Филомена пришла в себя и кинулась к Эндрю. Она обняла его за плечи, отдала ему маленькую Руну, которая тут же принялась облизывать его слезы.

– Ваш отец не заберет ее, – успокаивала она мальчика. – В конце концов, что такое несколько испорченных подушек? Мы быстро все уберем. Не важно, что она написала на пол, по крайней мере не на ковер. И запаха никакого нет.

– Вы не понимаете! – простонал Эндрю ломающимся голосом, полным горя. – Он заберет ее у меня. Он запретил, когда я попросил оставить мне щенка. Но я сказал дяде Торну, что отец разрешил.

– Понимаю. – Филомена повела Эндрю к кровати, убрала часть разлетевшихся перьев, чтобы можно было сесть, продолжая обнимать мальчика за худые плечи.
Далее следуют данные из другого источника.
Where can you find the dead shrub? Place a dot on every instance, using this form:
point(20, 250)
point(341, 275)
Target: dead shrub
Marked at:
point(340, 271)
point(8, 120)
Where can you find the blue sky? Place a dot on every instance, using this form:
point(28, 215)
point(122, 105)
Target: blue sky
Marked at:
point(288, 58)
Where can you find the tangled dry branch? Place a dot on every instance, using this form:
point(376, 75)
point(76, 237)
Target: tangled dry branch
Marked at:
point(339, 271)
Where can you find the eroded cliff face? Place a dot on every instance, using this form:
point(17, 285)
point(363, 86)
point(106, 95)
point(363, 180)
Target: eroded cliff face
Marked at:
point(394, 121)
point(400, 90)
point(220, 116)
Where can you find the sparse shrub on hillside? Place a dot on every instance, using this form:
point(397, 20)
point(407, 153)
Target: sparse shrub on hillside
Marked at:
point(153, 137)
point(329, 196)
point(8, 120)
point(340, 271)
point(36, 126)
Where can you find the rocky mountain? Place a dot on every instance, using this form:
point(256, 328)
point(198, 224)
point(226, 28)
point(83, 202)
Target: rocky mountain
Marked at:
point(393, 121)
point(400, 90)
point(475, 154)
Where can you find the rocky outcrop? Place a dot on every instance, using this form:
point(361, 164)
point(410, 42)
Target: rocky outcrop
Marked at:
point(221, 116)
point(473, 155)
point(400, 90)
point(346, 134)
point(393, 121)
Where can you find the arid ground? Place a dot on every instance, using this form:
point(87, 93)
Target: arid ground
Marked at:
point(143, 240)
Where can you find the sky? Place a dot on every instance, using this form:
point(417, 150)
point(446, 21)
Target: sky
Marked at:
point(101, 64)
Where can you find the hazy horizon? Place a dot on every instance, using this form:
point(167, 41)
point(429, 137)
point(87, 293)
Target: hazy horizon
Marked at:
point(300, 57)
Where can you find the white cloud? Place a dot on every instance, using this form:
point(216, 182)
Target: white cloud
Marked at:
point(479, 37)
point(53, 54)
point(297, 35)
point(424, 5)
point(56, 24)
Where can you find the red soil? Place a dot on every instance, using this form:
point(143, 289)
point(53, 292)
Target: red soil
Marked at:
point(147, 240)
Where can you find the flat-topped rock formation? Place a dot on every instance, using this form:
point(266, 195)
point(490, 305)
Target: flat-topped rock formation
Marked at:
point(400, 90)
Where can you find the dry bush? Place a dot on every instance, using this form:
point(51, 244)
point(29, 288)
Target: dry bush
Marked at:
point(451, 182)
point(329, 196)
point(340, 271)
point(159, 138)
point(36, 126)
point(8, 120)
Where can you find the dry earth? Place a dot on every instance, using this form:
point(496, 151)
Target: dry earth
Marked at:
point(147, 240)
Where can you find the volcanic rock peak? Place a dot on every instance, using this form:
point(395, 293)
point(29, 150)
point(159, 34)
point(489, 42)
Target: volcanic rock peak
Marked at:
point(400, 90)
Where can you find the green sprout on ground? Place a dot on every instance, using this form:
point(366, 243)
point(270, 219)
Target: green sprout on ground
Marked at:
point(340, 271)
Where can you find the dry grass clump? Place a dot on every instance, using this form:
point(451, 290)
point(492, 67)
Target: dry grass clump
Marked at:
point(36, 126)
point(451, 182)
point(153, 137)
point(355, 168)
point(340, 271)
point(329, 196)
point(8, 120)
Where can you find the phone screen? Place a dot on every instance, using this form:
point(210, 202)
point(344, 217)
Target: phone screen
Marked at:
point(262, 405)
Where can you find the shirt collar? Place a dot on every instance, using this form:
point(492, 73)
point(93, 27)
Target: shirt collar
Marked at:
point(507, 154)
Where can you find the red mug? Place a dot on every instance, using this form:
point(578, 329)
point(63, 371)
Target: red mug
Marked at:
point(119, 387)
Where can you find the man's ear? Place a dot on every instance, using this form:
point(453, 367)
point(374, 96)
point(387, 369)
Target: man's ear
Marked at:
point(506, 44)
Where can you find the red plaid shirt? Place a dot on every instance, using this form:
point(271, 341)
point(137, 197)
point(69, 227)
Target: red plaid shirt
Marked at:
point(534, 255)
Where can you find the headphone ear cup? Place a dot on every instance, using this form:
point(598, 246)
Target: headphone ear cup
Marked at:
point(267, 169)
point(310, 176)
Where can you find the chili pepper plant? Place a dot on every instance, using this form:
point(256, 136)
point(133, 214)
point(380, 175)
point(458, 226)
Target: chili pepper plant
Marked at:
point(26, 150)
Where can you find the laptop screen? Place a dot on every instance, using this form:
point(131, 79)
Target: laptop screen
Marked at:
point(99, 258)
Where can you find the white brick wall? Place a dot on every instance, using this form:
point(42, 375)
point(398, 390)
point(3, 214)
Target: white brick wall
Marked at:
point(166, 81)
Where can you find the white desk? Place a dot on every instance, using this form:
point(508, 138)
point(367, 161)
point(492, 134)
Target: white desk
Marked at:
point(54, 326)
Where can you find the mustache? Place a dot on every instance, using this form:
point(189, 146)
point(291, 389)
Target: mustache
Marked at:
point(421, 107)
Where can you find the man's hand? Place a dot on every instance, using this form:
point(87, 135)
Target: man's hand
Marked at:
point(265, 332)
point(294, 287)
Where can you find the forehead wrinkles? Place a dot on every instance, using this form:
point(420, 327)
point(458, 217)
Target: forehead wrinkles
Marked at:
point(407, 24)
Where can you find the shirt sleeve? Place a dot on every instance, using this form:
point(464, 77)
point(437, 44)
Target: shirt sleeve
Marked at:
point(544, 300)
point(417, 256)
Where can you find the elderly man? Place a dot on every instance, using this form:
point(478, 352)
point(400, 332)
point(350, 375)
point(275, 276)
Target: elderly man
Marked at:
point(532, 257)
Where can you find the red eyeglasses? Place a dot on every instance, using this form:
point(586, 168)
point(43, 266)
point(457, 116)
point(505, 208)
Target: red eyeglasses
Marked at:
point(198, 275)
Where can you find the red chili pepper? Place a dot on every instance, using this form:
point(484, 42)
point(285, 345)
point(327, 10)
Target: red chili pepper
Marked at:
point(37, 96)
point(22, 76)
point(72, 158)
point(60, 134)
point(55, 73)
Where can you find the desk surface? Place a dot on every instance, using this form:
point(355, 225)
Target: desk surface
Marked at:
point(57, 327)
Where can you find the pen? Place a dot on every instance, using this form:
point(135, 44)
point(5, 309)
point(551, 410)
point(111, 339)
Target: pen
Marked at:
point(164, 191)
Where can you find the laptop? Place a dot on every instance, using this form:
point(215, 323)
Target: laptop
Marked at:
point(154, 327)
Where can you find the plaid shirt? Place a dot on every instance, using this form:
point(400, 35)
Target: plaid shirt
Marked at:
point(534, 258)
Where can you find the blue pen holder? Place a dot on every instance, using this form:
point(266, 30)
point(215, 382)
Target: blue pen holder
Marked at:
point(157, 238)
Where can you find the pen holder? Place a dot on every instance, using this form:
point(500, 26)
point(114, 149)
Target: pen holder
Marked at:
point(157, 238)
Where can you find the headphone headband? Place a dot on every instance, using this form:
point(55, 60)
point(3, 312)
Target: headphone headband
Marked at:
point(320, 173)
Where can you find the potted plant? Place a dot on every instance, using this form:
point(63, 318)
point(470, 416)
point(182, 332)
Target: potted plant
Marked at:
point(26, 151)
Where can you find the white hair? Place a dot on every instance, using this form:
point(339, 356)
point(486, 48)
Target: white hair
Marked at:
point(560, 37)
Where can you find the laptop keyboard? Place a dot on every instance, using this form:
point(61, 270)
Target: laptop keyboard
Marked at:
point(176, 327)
Он шлепнулся рядом, прижавшись щекой к ее плечу, продолжая всхлипывать и обнимать щенка, который пытался вырваться. Филомена старалась унять дрожащий подбородок и гладила густые черные волосы, так похожие на волосы его отца.

– Дорогой мой, прежде всего обещаю, что я никуда не уеду, и ваш отец не уедет. Он ушел в отставку, чтобы жить здесь, с вами, потому что любит вас. Очень любит. Видели бы вы его, когда сегодня днем упала бочка и он решил, что вы можете под нее попасть! Он так искал вас, так волновался, чуть с ума не сошел!

– Он волновался из-за того, что работа, которую он мне поручил, не будет выполнена. – Горечь его слов была одновременно вполне взрослой для такого юного существа и совсем детской.

– Это несправедливо, – ответила Филомена ласково. – То, чему он хочет вас научить, очень важно. Мы с вашим отцом пытаемся научить вас очень разным вещам, но цель у нас одна. Вы понимаете, какая это цель?

Эндрю покачал головой, не поднимая глаз и продолжая гладить Руну, а та принялась грызть его руку.

– Чем больше знаний вы получите, тем лучше и легче будет ваша жизнь. Я не знаю, понимаете ли вы, что в мире все меняется. Механизмы, сила пара и фабрики делают мир и расстояния в нем все меньше. Земля перестала быть самой ценной собственностью, очень скоро быть лордом, жить, ничего не делая, и получать доход со своих арендаторов станет невозможно. Ваш отец старается сохранить для вас наследство и средства существования, хочет научить вас делать то же самое для тех поколений, что придут после вас. А это значит научить вас работать. Он не стал бы этим заниматься, если бы сильно не любил вас.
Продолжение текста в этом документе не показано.